# Cafe Menu on Silver Star



## MDRailfan (Nov 5, 2019)

Does the Silver Star have there own menu in the cafe or do they use National Menu posted on Amtrak website?


----------



## Bob Dylan (Nov 5, 2019)

MDRailfan said:


> Does the Silver Star have there own menu in the cafe or do they use National Menu posted on Amtrak website?


With the way everything is in Flux, itll probably change tomorrow!?????


----------



## dogbert617 (Nov 6, 2019)

My guess for the Silver Star(if riding the Cardinal earlier this year and seeing the Card's cafe menu, is any indication what it probably will be like on the Star), is that the cafe car menu will probably be the same menu between both long distance trains: 

https://www.amtrak.com/content/dam/...ational/National-CafeCar-Menu-Amtrak-0617.pdf

And back to my experience when I rode the Cardinal this year, there is a VERY likely chance they will run out of food earlier than you might think on the Star's run, in whichever direction(s) you're traveling. Like I did before riding the Cardinal(and I'm SO THANKFUL I did this myself), I'd get a really good meal somewhere before your board the Star, bring some leftovers onto the train, and eat your leftovers from that meal onboard the train. Also bring some other snacks to help tide you over if you get hungry easily(like I do), such as granola bars(this is what I typically bring), fruit smoothies(I usually bring one, either a Naked or Bolthouse Farms smoothie), or other similar nonperishable snacks(i.e. Goldfish crackers, cereal, anything) to help tide you over for how long train trips can feel like for their length. After all, there is a good reason this train is nicknamed the Silver Starvation(no dining car), sadly to say.

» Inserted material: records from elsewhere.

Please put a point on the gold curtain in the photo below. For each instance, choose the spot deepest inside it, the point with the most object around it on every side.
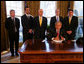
(4, 35)
(62, 5)
(34, 7)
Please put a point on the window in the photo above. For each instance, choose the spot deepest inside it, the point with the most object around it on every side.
(48, 9)
(78, 11)
(18, 7)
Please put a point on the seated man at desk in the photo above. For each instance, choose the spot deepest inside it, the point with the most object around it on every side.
(57, 33)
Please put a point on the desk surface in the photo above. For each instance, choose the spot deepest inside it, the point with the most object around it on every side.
(36, 45)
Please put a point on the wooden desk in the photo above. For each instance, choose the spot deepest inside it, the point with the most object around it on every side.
(36, 51)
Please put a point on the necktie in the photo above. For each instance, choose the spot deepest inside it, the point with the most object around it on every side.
(69, 20)
(57, 19)
(40, 21)
(14, 25)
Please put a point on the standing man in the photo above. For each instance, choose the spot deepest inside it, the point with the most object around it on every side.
(40, 25)
(70, 25)
(56, 18)
(12, 24)
(27, 23)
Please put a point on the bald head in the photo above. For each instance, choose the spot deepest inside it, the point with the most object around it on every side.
(40, 12)
(58, 25)
(57, 12)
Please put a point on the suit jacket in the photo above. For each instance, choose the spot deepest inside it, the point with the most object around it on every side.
(27, 23)
(9, 25)
(53, 33)
(39, 32)
(72, 26)
(53, 20)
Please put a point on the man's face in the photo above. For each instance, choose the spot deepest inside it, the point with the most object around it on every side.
(40, 12)
(70, 13)
(27, 10)
(12, 13)
(57, 12)
(58, 26)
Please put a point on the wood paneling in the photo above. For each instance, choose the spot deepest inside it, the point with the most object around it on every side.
(35, 51)
(4, 35)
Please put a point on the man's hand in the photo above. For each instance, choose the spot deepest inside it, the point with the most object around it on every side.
(69, 32)
(30, 30)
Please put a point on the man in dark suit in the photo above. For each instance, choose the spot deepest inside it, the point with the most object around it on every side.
(58, 33)
(12, 24)
(55, 19)
(27, 23)
(40, 25)
(70, 25)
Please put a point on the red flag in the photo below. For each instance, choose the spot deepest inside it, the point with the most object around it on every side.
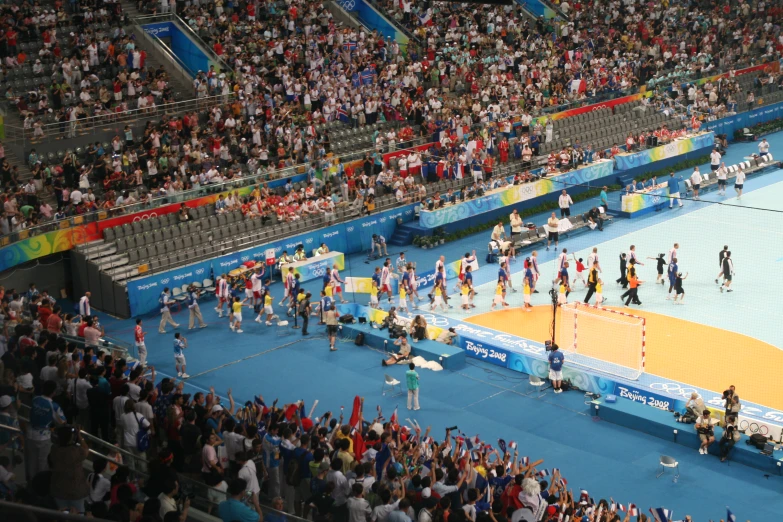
(356, 428)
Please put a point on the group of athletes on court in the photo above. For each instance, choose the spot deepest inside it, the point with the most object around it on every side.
(629, 278)
(257, 294)
(588, 274)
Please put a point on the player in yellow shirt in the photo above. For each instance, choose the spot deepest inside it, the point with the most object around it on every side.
(403, 305)
(270, 314)
(599, 293)
(236, 316)
(438, 299)
(561, 296)
(500, 295)
(465, 295)
(374, 295)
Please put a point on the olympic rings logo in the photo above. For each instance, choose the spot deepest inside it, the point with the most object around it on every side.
(145, 216)
(673, 388)
(435, 320)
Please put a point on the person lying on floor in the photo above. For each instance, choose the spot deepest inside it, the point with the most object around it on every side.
(404, 355)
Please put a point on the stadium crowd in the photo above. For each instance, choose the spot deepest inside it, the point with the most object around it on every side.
(325, 468)
(296, 68)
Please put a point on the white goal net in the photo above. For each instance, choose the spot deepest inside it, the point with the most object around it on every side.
(602, 339)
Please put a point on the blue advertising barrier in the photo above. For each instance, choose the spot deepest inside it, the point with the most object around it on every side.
(183, 46)
(538, 8)
(529, 357)
(516, 194)
(349, 237)
(373, 19)
(739, 121)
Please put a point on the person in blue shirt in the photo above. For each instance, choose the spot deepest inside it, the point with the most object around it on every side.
(44, 414)
(672, 273)
(180, 343)
(233, 509)
(271, 447)
(674, 189)
(556, 360)
(323, 305)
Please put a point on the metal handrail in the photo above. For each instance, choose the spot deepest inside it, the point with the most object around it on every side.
(148, 19)
(59, 130)
(12, 509)
(172, 56)
(156, 202)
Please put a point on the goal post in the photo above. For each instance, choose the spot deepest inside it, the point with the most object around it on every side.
(602, 339)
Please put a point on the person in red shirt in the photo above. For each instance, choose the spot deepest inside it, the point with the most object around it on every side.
(55, 323)
(141, 348)
(503, 148)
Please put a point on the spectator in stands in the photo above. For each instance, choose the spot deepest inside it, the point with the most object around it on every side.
(69, 483)
(44, 415)
(234, 509)
(705, 429)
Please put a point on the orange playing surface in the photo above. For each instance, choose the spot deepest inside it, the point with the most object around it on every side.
(682, 351)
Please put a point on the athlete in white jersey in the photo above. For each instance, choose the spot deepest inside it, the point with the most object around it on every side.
(337, 282)
(257, 285)
(633, 257)
(562, 259)
(386, 281)
(289, 285)
(222, 294)
(592, 259)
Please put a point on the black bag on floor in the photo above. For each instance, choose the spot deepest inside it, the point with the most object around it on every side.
(397, 331)
(757, 440)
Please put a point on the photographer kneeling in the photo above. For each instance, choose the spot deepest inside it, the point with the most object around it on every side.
(731, 435)
(405, 352)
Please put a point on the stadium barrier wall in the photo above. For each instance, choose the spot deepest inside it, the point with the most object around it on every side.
(739, 121)
(186, 49)
(42, 245)
(373, 19)
(513, 195)
(693, 146)
(538, 8)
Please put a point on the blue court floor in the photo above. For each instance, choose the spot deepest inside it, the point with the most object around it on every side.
(604, 459)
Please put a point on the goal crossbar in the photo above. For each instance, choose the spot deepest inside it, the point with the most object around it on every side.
(611, 341)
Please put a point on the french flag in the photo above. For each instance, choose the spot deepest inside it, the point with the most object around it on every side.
(661, 514)
(342, 114)
(730, 517)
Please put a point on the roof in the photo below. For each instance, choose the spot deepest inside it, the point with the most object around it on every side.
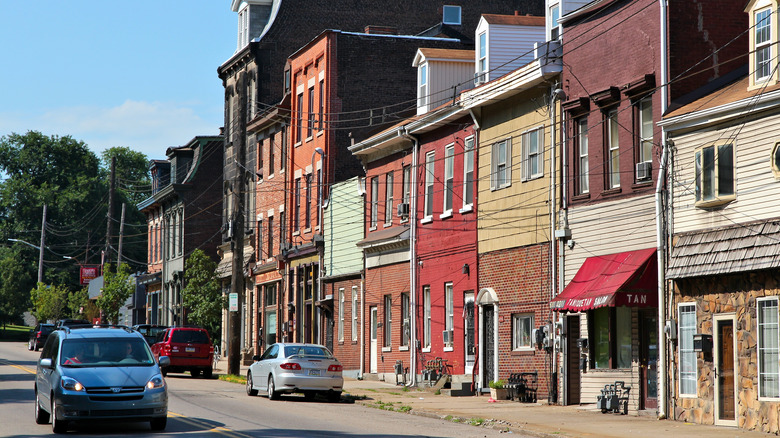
(514, 20)
(740, 248)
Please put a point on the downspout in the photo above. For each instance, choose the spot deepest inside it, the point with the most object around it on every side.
(659, 220)
(412, 260)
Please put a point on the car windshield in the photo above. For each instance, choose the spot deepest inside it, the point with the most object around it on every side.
(308, 350)
(189, 337)
(105, 352)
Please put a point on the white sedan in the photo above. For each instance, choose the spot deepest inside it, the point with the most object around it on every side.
(295, 368)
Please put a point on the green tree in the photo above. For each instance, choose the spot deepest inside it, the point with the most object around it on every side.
(117, 288)
(202, 295)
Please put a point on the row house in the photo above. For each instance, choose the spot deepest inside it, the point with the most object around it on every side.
(725, 257)
(254, 81)
(182, 215)
(649, 56)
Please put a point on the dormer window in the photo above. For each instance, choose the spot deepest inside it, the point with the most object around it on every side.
(451, 15)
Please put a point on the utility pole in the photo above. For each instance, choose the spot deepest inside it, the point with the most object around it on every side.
(237, 240)
(43, 244)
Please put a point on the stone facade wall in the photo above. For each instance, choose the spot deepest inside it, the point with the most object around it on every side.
(735, 294)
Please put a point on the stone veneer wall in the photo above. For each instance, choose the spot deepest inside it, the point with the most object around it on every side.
(728, 294)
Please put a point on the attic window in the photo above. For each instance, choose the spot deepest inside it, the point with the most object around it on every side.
(451, 15)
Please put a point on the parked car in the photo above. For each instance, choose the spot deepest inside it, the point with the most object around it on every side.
(295, 368)
(38, 336)
(150, 331)
(189, 349)
(97, 374)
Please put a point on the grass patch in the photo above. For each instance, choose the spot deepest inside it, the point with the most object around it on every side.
(232, 378)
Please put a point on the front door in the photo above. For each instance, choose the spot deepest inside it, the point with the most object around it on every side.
(373, 353)
(648, 348)
(725, 376)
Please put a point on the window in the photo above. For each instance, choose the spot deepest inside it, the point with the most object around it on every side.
(768, 348)
(310, 126)
(389, 198)
(405, 321)
(763, 49)
(449, 312)
(555, 15)
(388, 320)
(354, 313)
(714, 175)
(582, 154)
(610, 337)
(449, 175)
(429, 168)
(451, 15)
(422, 92)
(341, 314)
(482, 60)
(374, 200)
(613, 150)
(533, 156)
(501, 165)
(427, 317)
(468, 173)
(687, 328)
(522, 329)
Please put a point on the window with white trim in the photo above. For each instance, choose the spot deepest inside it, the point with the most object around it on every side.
(686, 329)
(714, 175)
(449, 177)
(522, 329)
(501, 165)
(533, 154)
(768, 348)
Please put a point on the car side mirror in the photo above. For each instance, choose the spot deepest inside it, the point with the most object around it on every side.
(164, 361)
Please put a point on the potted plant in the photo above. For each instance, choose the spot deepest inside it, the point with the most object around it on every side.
(498, 390)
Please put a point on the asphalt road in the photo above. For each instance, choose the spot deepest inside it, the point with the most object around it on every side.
(213, 408)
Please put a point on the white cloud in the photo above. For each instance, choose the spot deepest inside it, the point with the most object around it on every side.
(148, 127)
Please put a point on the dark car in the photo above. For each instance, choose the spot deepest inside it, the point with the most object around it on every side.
(189, 349)
(90, 374)
(151, 332)
(38, 336)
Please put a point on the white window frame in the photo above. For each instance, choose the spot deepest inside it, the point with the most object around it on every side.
(769, 345)
(501, 168)
(341, 314)
(707, 190)
(532, 142)
(527, 320)
(685, 346)
(468, 174)
(449, 180)
(613, 149)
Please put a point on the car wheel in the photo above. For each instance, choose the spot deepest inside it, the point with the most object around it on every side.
(250, 391)
(57, 426)
(41, 416)
(158, 423)
(272, 394)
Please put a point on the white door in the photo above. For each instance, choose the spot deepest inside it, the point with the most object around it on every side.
(373, 356)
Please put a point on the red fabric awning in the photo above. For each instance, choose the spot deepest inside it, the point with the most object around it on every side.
(622, 279)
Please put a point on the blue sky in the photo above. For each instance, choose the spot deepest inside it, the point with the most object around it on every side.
(138, 73)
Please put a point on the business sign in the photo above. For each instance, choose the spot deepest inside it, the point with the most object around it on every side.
(88, 273)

I'll let the other posters respond and properly fill in, whether Amtrak is planning very soon to add flex dining to this train. I think someone else(maybe PennyK? can't remember exactly who mentioned that rumor) said flex dining is coming to this train in early 2020, but not sure when it's scheduled to begin.


----------



## pennyk (Nov 6, 2019)

I was told that flex dining will come to the Star, but without a sleeper lounge. As Jim/Bob said above, things are in a state of flux and things change often, so it is difficult to predict what will happen and when.


----------



## cocojacoby (Nov 6, 2019)

Seems a bit odd. What are they going to do with all of these diners then? The Silver Star would be a prime candidate, no?


----------